In this post I’m going to describe what I learnt and use an example to show how batching works under the hood when using Spring Data JPA.
Approaches to data access in Spring
There are multiple approaches to implementing a JDBC based persistence layer for a Spring application. JDBC template is the classic Spring JDBC approach and the most popular. This is the most “low level” approach and offers maximum flexibility. Spring Data JPA on the other hand provides an abstraction over the data access layer using JPA(Jakarta Persistence API) and an underlying ORM (e.g. Hibernate). Though not as flexible as the former approach, it does reduce programmer effort and the amount of boilerplate needed to implement a data access layer. These are advantages that help when building a rapid prototype where the data model is likely to change often.
In the rest of this article we will use an example to undertand how batching can be implemented when using Spring Data JPA and also see how it behaves in different scenarios. We’re going to be using Kotlin for this example.
Create entity and repository
Define a simple Employee class for storing Employee objects and annotate it as a JPA entity. We are using our own identifier here as opposed to a generated one. This decision is of some significance for our batching experiment which will be apparent later
Next, create a simple repository for this entity by extending Spring JPA’s CrudRepository.
We can now autowire this repository class in our test to verify that the
save() works as expected. I used the embedded H2 database to be able to test this quickly.
To perform multiple inserts in a single call to the database, the
CrudRepository provides the
saveAll() function. A little digging through the docs will reveal that we also need to set a batch size for this to work.
spring.jpa.properties.hibernate.jdbc.batch_size = 10
To check if batching works, add an additional test case that inserts and updates a list of Employees in the database. When we run this, it seems to work without issues. But we still don’t have any indication of what it really does under the hood.
Add the following properties to your spring application. This will show some verbose information to help us determine if batching is working as expected.
spring.jpa.show-sql = true
spring.jpa.properties.hibernate.generate_statistics = true
We’re also going to use a data-source-proxy to print detailed logs of every query that gets executed.
Behavior of batch insert operations
Two inferences can be made from the detailed logs
- The inserts got batched
- For every INSERT statement, there is also an additional SELECT statement being executed
I found clues to this behavior in Spring’s default entity state detection strategies.
By default, Spring Data JDBC inspects the identifier property of the given entity. If the identifier property is
null, then the entity is assumed to be new. Otherwise, it is assumed to not be new.
In our code since our id field is set to non-null value before persistence, Spring concludes that we are trying to persist an existing object!

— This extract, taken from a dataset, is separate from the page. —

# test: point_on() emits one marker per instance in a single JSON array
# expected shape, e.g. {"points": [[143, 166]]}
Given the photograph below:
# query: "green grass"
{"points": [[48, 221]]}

And hence tries to read the existing value using a SELECT. To work with our manually assigned identifier we will have to go with the second listed approach. i.e. Using
A common pattern for working with manually assigned identifiers is to
- Use a common base class which has a transient flag defaulting to indicate a new instance.
- Use JPA lifecycle callbacks “@PrePersist”and “@PostLoad” to flip that flag on persistence operations. The flag must get flipped to indicate an existing entity after a repository call to
With the updated entity class we no longer see the unnecessary SELECT queries.
Batching UPDATE queries
Update queries do get batched, but like before we can see an addtional SELECT executed for each update query.
Behaviour of Spring Data JPA batching when using custom HQL queries
Add a custom query that will let us update the Employee entity WITHOUT the select that gets included when we use
saveAll(). However this executes as individual statements and not as a batch.
Spring Data JPA makes it simple to add JDBC to a Spring application and reduces boiler plate for implementing commonly used JDBC features. But the higher level of abstraction can make it less flexible compared to JDBC Template when impementing un-common scenarios. For use cases where performance is an important requirement, its necessary to understand how it works under the hood.